Buffalo Chicken and Rice Casserole


Who doesn’t love buffalo wings? My mouth is watering just thinking about it! Sometimes it does get a little messy, especially if you have young children digging in. Here’s my recipe that includes the mouth-watering flavor of buffalo wings and some veggies to make a complete mess-free meal for the entire family. Enjoy!

Ingredients                                                                                                                         4 Large Boneless, Skinless Chicken Breast, Diced                                                           1 Large Yellow Onion Diced                                                                                              3 Tbsp. Olive Oil                                                                                                                 1 ½ Cups Hot Sauce                                                                                                         4 Tbsp. Butter, Melted                                                                                                         1 Tsp. Cayenne Pepper                                                                                                    ½ Tsp. Garlic Powder                                                                                                        ½ Tsp.

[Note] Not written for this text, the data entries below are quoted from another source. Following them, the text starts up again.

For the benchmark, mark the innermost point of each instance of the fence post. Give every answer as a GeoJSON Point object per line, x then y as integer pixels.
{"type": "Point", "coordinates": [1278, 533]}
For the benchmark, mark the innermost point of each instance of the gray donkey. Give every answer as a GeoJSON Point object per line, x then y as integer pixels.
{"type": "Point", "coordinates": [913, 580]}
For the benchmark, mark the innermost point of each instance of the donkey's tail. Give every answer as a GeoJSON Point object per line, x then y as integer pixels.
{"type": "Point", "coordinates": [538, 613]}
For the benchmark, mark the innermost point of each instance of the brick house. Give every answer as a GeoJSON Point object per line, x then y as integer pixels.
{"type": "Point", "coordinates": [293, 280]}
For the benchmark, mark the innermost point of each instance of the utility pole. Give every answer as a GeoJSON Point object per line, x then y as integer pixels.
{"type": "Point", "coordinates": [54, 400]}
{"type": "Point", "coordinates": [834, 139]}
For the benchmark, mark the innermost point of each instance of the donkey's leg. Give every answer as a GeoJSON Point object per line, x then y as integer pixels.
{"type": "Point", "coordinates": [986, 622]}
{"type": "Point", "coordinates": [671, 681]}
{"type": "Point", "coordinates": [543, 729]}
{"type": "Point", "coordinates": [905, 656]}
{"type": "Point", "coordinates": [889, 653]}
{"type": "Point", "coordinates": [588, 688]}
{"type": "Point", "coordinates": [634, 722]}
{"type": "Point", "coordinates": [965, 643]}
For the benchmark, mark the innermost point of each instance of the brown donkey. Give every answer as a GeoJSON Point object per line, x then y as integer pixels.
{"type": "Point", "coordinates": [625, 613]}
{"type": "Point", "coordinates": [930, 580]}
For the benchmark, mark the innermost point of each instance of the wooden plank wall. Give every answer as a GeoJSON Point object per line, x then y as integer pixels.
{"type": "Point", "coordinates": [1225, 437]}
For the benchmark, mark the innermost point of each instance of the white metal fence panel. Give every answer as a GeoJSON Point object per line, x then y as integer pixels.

Onion Powder                                                                                                         2 Cups White Rice, Cooked                                                                                            12 Oz. Evaporated Milk                                                                                                      1 Cup Sweet Peas                                                                                                              1 Cup Carrots, Sliced                                                                                                        2 Cups Mild Cheddar Cheese, Shredded

Directions                                                                                                                  Preheat oven to 350°. In a large pot, over medium heat, fully cook diced chicken and onions in olive oil. Reduce heat and add hot sauce, butter, pepper, garlic powder, and onion powder. Cook for 5 minutes, stirring occasionally. Remove pot from heat. In a large bowl, mix rice, milk, peas, and carrots. Evenly scoop rice mixture into 2-qt. glass casserole dish. Evenly layer the chicken over the rice. Sprinkle cheese on top of chicken. Bake in oven for 10-15 minutes. Let slightly cool before serving.